Netflix Movie Okja was stopped only a few minutes after it started

Netflix Movie ‘Okja’ Booed At Festival De Cannes 2017: Critics’ Review, However, Makes It A Must-Watch

There was an uncalled-for incident at Festival De Cannes 2017. Netflix Movie Okja was stopped only a few minutes after it started, as the audience started booing. The controversy associated with the film is due to Netflix’s decision of not screening it in French theaters.

The South Korean-American movie is about super-pig named Okja. A young girl named Mija tries to stop a multi-national company from kidnapping Okja, who happens to be her best friend. The movie stars Jake Gyllenhaal and Tilda Swinton. The movie is directed by Bong Joon-ho, the visionary behind “The Host” and “Memories of a Murder.”

The booing started when Netflix’s logo appeared on screen before the movie actually started. Things became more complicated when the audience realized that the movie was screening in a wrong aspect ratio. As the people present in the theater continued booing, the movie was stopped, only to be restarted after 10 minutes.

According to blogger Elena Lazic, the festival authorities did not start the movie well. The screen did not open properly, while it was significantly cropped” at the top. While the audience booed at the Netflix logo, it continued because of the “terrible projection” standards, Lazic said.

However, there was no initial explanation given about the technical glitch. When the movie started for the second time, there was booing again at the Netflix logo. However, the booing was also accompanied with some cheering. As the movie ended, there was a generous round of applause for the movie, the BBC reported.

Netflix Movie Okja was stopped only a few minutes after it started
Netflix Movie Okja was stopped only a few minutes after it started. [Image by Andreas Rentz/Getty Images]

Later on, the Festival De Cannes 2017 authorities released an official statement to explain the situation.

“This incident was entirely the responsibility of the Festival’s technical service, which offers its apologies to the director and his team, to the producers and the audience.”

Nevertheless, Netflix movie Okja was not the only film that met with jeer at the festival. Earlier, there was booing for Wonderstruck, starring Michelle Williams and Julianne Moore. The audience booed when the Amazon logo appeared in the beginning of the screening.

No matter what happened during the screening of the film, Okja got mostly positive reviews from most of the critics and members of the audience. Alex Billington called the movie an “anti-capitalist, anti-meat love letter to animals.” He appreciated the “goofy characters” who capture people’s heart. Beatrice Behn‏ says her “heart bleeds” for the Netflix movie. She calls it the “perfect creature feature.” According to Nadia Neophytou, Okja deserves to be seen on a big screen. Total Film‏ calls the movie “a cut above,” with oodles of heart and a howling message.

According to Variety, the initial feedback about the Netflix movie is so great that people have started comparing it to Steven Spielberg’s cult film, E.T. Critics are using adjectives like “endearing” and “visionary” to describe the film.

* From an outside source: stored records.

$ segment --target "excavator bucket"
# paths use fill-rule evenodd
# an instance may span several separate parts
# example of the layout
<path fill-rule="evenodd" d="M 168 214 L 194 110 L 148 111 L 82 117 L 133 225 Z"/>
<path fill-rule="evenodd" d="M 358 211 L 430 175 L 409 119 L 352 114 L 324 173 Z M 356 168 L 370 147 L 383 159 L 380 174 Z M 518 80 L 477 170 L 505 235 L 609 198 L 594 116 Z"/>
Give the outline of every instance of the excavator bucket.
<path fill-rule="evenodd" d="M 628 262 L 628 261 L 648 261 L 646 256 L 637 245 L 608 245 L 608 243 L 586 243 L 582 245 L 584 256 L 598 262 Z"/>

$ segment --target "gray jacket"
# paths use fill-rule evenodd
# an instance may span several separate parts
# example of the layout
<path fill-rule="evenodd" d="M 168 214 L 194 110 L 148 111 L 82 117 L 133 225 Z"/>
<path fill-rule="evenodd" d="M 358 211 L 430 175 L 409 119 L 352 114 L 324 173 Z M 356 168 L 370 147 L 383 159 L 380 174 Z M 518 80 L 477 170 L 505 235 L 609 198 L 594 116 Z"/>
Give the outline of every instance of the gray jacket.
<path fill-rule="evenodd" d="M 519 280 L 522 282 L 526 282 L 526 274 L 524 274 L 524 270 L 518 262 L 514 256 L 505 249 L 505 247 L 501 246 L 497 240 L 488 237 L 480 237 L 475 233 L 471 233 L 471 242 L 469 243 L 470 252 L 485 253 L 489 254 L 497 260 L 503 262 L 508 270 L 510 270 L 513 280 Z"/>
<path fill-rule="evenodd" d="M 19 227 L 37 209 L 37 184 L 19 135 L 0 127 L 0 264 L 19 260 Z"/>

Netflix has decided not to screen Okja movie in French theaters.
Netflix has decided not to screen Okja movie in French theaters. [Image by Matthias Nareyek/Getty Images]

According to David Ehrlich, Okja is like E.T. “on crack.” It is wild and wildly uneven, but always soulful. It apparently has everything people want at the movies. Kyle Buchanan hails the performances in the movie. According to Buchanan, the performances are even bigger than the big pig and the big ideas of the movie. He hails Gyllenhaal’s performance in particular, for being “so flamboyant it can be seen from space.”

At this moment, Netflix movie Okja seems to have moved on from the initial negative reaction from the audience. Most critics love it and appreciate it for reasons more than one. Now the question is if Netflix will allow more people to watch it by releasing it in theaters in France.